Светорада сперва обрадовалась, увидев Глеба, хотела кинуться к нему, но что– то удержало ее. Она не сразу поняла, что происходит, и, замерев на месте, просто наблюдала за ними. Ипатия она не видела уже давно, и ее поразил его вид. Он очень похудел и казался осунувшимся в своих темных одеждах монашеского кроя. Его лицо было хмурым, черные, сведенные в одну линию брови выделялись на фоне совершенно седых, почти белых вьющихся волос. Он их давно не стриг, и теперь они окружали его голову наподобие ореола. Отросшая борода, тоже очень светлая, делала Ипатия похожим на почтенного старца. Однако осанка его оставалась горделивой, и шел он стремительно, так что увлекаемый им за руку Глеб почти бежал следом, по пути вертя головой и дивясь окружавшему его великолепию. Мальчик тоже был в темном одеянии, а его кудри были спрятаны под круглой шапочкой, которую он придерживал рукой, чтобы она не слетела по дороге от быстрой ходьбы. Миг – и они исчезли в арке. Ощутив странное беспокойство, Светорада кинулась к боковому проходу, чтобы перехватить Ипатия. Но их не было на лестнице, и княжна заметалась, спрашивая встречных придворных, не видел ли кто из них Зенона и Ипатия Малеилов с кудрявым отроком.

Она почти бежала по коридорам Палатия, а когда стремительно отворила двери в зал Орла, Зенон и Ипатий даже не повернулись в ее сторону. На нее зашикали какие– то царедворцы, но севаста решительно отстранила их, причем с таким властным выражением лица, что ей беспрепятственно позволили пройти.

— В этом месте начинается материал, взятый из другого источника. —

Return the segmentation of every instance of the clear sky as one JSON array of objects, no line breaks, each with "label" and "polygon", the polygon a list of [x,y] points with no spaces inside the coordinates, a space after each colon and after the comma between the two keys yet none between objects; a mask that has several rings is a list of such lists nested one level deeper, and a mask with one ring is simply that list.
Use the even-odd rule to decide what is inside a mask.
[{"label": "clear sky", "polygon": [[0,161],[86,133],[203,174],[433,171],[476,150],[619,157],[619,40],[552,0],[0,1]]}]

Восседавший у большого светлого окна император бросил на нее мимолетный взгляд и вновь уставился на Ипатия и мальчика, которого его бывший миртаит, а ныне послушник Мартинакийской обители с поклоном представлял ему.

Когда Светорада приблизилась и услышала их разговор, она едва не задохнулась от возмущения и страха, ибо не могла поверить в то, что говорил Ипатий.

– Всех и всякого я убеждал в том, что Глеб – мой сын, о сиятельнейший. Но это было не так. Когда судьба свела меня со смоленской княжной Светорадой, это дитя уже было при ней. Но я хотел взять Янтарную в жены, а потому решил принять и ее ребенка. Я очень любил ее тогда… И я полюбил ее сына. Настолько, что даже собственного сына Варду считал более чужим, чем Глеба.

При этом мальчик резко оглянулся на него, часто задышал, его огромные голубые глаза расширились. Но Ипатий спокойно и решительно продолжал, сказав, что никогда бы не признался в этом, если бы не угроза, нависшая над Константинополем.

– Вы можете выставить условие этим богомерзким язычникам, мой государь. Ибо этот отрок не мой сын, а сын Светорады от русского князя Игоря, родича варвара Олега Вещего. Русы очень заботятся о своей родне, и жизнью Глеба вы сможете вынудить богомерзкого Олега отказаться от осады. Князь Олег пойдет на все, дабы спасти ребенка. Глеб – ваш заложник, государь. Я же… готов отдать его в жертву, как Авраам готов был принести в жертву Исаака во славу Господа.

У Светорады перехватило дыхание, сердце болезненно сжалось. О небо! Ипатий отдавал этим людям Глеба в качестве щита для Царьграда!